And, of course, you get Venus Williams.
She’s one of the great tennis players of all time: seven Grand Slam singles titles, an Olympic gold medal, a woman who changed the face of modern tennis. Her father gave her a racket when she was 4 years old and told her she was going to become the best player in the world.
“Most people decide what they want to do later in life, and some people know really early,” she says. “For me, what I was doing was already decided. Thankfully, I liked it.” But that was her father’s dream, not hers. “This was like when you get to make your own choice about what you love.”
She recently unveiled her latest work in the District of Columbia, the renovated Southeast Tennis and Learning Center, an after-school tennis, arts and academic program created for children. Other people at the gala saw her as the tennis legend; she was there as the person responsible for the look and feel of the space.
“As a designer, you design and it’s beautiful and people feel great when they walk in – but how have you changed the world?” she asks. “For us, this sort of project means so much to us because it’s going to impact so many lives.”
Love of creativity
Williams had been playing tennis for 14 years – and was two years away from her first Wimbledon and U.S. Open singles titles in 2000 – when a letter arrived on her doorstep when she was 17 or 18. She can’t remember if it was addressed to her or was a random solicitation, but it invited her to study art and design at a technical school in Tampa, Florida.
“Oh, I want to go to design school!” she remembers telling her mom. She loved being creative: She grew up sewing and still has the homemade skirts she made for her first professional tournament at age 14.
Tampa was too far from their southern Florida home, so her mother vetoed that plan. But she allowed Williams and younger sister Serena to enroll in a Fort Lauderdale, Florida, arts school, where they both studied fashion design. Between training, practice and traveling the world for tennis, they learned pattern-making, clothing construction, textile design and computer programming.

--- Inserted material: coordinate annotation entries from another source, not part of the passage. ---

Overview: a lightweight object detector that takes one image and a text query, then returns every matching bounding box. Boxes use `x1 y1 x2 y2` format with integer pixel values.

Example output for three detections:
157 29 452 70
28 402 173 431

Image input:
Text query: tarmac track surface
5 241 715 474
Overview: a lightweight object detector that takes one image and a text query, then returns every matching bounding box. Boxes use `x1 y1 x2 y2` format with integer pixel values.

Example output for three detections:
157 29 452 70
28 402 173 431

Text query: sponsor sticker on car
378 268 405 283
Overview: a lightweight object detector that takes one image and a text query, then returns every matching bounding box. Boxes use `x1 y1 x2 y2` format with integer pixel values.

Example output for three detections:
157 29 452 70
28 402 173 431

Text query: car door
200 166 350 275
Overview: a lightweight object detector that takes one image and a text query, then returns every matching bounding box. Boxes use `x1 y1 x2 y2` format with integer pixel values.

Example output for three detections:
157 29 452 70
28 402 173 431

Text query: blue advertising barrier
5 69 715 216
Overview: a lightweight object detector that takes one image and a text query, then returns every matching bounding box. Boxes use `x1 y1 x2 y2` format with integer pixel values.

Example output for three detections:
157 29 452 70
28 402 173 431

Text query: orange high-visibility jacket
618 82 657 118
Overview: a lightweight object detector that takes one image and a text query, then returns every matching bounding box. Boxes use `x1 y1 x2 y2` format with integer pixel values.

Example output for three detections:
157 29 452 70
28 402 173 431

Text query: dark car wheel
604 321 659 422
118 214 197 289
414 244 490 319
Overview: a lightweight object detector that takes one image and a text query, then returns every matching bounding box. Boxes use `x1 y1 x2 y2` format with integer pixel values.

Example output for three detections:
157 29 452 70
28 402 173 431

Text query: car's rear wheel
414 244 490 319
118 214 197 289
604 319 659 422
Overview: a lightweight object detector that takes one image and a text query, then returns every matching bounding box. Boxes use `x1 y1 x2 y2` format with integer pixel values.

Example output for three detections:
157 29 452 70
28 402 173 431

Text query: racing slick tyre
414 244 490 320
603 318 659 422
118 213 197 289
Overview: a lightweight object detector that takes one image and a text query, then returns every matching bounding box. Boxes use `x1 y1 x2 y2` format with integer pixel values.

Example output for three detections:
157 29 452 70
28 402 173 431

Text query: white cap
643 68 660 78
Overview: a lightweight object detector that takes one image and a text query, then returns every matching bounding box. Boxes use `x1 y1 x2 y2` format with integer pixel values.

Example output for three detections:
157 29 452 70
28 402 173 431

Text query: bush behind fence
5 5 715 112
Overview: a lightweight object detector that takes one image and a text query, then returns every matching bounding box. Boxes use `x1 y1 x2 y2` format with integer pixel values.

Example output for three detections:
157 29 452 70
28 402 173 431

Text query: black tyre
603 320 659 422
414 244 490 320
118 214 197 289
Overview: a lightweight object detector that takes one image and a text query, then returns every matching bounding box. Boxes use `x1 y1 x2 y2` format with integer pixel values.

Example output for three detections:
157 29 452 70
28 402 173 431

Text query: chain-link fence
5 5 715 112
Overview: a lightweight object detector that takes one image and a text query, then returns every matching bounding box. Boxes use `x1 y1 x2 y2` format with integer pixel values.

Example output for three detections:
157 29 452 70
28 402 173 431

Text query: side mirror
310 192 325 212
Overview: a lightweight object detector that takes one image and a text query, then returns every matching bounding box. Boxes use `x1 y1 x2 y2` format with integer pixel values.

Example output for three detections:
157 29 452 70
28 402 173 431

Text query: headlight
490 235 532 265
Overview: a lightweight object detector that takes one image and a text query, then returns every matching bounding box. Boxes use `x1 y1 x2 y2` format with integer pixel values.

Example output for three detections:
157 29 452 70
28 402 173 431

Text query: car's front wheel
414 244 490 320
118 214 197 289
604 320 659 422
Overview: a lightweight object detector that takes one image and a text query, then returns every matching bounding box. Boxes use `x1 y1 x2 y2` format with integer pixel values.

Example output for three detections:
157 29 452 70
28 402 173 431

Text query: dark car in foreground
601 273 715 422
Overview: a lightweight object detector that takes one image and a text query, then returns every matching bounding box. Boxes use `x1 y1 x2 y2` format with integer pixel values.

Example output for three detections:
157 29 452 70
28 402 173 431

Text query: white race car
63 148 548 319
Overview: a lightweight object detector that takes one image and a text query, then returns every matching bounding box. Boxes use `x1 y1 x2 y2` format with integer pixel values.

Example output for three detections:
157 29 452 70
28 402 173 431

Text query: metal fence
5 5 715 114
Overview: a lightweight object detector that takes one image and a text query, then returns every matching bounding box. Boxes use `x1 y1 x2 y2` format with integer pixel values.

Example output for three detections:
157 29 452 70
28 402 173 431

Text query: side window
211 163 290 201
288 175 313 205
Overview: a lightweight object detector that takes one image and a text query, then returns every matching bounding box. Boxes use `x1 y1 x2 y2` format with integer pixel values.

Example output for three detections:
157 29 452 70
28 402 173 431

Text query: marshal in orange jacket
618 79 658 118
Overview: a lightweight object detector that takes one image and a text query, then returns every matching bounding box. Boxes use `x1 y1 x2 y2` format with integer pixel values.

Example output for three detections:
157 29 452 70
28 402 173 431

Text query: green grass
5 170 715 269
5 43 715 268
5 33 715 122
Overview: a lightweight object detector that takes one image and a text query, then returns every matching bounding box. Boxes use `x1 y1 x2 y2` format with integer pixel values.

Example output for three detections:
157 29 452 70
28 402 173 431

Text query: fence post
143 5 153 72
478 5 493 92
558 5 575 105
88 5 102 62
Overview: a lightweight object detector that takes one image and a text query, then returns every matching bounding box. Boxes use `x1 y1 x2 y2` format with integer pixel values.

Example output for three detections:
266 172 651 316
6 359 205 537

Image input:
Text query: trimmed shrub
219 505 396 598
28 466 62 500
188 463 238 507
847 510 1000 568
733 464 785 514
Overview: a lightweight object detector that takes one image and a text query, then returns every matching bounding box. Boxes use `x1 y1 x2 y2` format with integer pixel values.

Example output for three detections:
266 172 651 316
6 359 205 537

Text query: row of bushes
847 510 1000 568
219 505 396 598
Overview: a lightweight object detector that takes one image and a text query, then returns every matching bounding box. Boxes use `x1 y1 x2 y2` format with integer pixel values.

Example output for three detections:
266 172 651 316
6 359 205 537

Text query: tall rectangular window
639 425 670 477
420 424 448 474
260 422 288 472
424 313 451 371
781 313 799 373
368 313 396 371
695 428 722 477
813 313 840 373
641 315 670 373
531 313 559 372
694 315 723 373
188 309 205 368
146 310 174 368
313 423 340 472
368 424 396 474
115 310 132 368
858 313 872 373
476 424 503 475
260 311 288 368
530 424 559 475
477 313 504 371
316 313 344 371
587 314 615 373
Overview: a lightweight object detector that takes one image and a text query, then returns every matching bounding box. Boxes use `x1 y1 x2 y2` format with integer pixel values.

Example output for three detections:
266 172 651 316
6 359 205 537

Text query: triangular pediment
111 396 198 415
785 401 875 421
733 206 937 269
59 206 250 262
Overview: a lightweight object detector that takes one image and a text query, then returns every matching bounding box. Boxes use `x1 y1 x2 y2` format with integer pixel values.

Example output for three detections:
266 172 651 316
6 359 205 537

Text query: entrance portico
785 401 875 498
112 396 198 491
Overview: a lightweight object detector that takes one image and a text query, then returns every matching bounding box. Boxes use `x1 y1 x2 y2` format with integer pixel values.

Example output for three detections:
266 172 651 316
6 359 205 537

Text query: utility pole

It was not, as one might guess, a calming counterpoint to their grueling day job. “School was not relaxing. It was intense,” Williams says. “I had breakdowns just like any other student. I worked a little bit slower because I liked everything perfect.” The other students weren’t fazed by their famous classmate because “everyone was so stressed out that they didn’t really care.” Williams graduated in 2007 with a degree in fashion design and launched a small sportswear line called EleVen to a mixed reception.
But it was interior design that really captured her imagination. While traveling, she would slip away to explore art and museums – in Moscow, for example, she loved the intricate ceilings of St. Basil’s Cathedral. She began reading books on interior design and consulted with professional decorators.
In 2002, after finding a partner who could handle the business while she was on the road, Williams founded V Starr Interiors, a small boutique firm in Jupiter, Florida, not far from where her family lived after moving from California when she was 10 years old. The real estate market was booming; she thought it was the perfect time to try to break into the field.
Today, the firm has four full-time professional designers, all women. The operation is housed in a small townhouse with a discreet sign out front, but there is no hint of the famous owner until you step into the foyer, where there are small photos and two tennis prints. The second floor is filled with fabric samples; the third with a workroom where all the designers sit together. Williams doesn’t have an office; when she’s in town, she perches at the main worktable with her laptop.
Williams is the only one on the team without a degree in interior design. She studied it for two years – “I would sit there and draw a line, then erase it, and draw it and erase it. I drove myself nuts” – before finally deciding she could be more effective to the company if she got a business degree. (She’s working on it.) It was, all things considered, the practical choice: Williams, now 34 years old, heads an estimated $60 million empire.
But she’s deeply involved in all of the design projects, emailing ideas back and forth while on the road. V Starr began with residential work.
Future in design
On a trip to Beijing earlier this year, Williams sought out an outdoor antique market she had visited years before. She remembered they had “amazing” stones and minerals, and wanted to bring back something special for a custom door design the firm was creating. No one spoke English, and no one really understood her Chinese.
“I know how to say ‘too expensive,’ ” says Williams, who brought back three geodes – one for the door, two for herself.
She just sold her midcentury Hollywood Hills house – a project she never had time to finish – and the plans to build a dream home in Florida are on hold. “It’s always a dream house until you realize you don’t want all the things you dreamed,” she explains. “Why am I doing this? I just want a closet and a gym.”
For the moment, tennis is still her top priority: more majors, a spot with the Washington Kastles, and one more shot at gold at the 2016 Olympics. She’ll play as long as she’s healthy and having fun. After that? Designing full-time.